Décio Trujilo
Quando aquela dupla de sujeitos que hoje a gente chamaria de malas-sem-alça decidiu criar um cordão carnavalesco no Bexiga dos anos 20, é claro que eles não imaginavam que a brincadeira viraria coisa séria nem que duraria para sempre. O que o Livinho e o Benedito Sardinha, dois gozadores de primeira que viviam atazanando os amigos, queriam, era só provocar a turma do time do Cai-Cai e arrumar motivo para esticar as batucadas para além da beira dos campos de futebol. Sem saber, criaram uma das mais importantes instituições da cultura popular de São Paulo, a escola de samba Vai-Vai, que nesta sexta-feira completa 80 anos. Sim, num 1º de janeiro, provavelmente depois de uma noite de algazarra, cachaça e batucada para celebrar a chegada da década de 30.

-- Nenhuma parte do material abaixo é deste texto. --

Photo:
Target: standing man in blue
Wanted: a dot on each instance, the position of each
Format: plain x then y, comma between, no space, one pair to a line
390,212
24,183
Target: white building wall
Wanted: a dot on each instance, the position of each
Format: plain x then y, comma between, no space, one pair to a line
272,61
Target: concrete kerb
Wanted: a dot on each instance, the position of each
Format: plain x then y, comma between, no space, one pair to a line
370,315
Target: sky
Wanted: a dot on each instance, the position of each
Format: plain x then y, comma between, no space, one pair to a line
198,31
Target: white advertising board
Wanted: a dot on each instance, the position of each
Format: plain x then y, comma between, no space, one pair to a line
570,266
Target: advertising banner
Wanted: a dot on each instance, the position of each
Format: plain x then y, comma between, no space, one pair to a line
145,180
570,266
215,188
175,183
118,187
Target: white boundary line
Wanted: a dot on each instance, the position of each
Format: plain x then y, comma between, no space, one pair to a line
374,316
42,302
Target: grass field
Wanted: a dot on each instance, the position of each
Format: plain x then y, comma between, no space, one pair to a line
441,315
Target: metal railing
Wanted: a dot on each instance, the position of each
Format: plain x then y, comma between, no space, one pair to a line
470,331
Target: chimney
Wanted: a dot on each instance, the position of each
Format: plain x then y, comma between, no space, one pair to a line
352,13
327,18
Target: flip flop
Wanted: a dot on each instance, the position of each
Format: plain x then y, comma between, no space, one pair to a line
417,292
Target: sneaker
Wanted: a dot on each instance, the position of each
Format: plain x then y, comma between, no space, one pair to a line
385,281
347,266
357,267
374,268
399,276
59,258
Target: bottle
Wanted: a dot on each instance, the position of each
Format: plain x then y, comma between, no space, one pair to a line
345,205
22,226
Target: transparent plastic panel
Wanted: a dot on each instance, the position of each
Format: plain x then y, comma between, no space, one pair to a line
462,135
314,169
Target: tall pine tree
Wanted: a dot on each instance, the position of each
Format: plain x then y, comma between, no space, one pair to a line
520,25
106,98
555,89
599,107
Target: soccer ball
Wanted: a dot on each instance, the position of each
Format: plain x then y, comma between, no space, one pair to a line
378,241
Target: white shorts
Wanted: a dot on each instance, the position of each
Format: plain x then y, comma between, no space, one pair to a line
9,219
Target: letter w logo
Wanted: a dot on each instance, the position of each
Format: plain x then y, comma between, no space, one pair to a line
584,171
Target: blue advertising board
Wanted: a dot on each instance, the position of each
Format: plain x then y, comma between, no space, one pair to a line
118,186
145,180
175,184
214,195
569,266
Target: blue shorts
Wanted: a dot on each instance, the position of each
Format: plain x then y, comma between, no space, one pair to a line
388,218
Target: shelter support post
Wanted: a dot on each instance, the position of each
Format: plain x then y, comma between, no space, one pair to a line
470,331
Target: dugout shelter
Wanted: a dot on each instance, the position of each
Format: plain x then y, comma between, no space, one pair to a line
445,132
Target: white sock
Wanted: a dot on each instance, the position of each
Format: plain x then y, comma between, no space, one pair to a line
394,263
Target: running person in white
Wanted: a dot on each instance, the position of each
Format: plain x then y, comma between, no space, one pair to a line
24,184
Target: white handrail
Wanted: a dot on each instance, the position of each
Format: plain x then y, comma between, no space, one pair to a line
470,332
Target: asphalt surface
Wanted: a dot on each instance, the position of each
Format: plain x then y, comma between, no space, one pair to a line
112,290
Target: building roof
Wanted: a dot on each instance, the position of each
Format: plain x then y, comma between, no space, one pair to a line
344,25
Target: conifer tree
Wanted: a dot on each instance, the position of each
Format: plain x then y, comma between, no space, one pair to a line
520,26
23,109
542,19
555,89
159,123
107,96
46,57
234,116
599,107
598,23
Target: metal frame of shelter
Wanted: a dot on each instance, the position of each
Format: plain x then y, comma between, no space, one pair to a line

De lá para cá, o Vai-Vai entrou na vida de muita gente, e muita gente entrou na história do Vai-Vai (não estranhe o uso do masculino, pois foi assim que aprendi e era como se usava no tempo dos cordões): Geraldo Filme, Henricão (primeiro compositor da escola e primeiro Rei Momo negro de São Paulo), Pato N'água, Osvaldinho da Cuíca, Almir Guinetto, Beth Carvalho, Mário Sérgio do Fundo de Quintal, Ulysses Cruz. Mas a força da Bela Vista, é claro, foi construída mesmo por pessoas como o Livinho e o Sardinha, gente como o Célio, motorista da Secretaria da Justiça, a Denize, que trabalha na Assembleia Legislativa, a Neide, caixa de supermercado em Santo Amaro, o Zé Paulo, mecânico na zona leste, e um certo office-boy que comia poeira na Cachoeirinha e engolia fumaça no centro lá pelos anos 70 e hoje preside a escola, o Thobias.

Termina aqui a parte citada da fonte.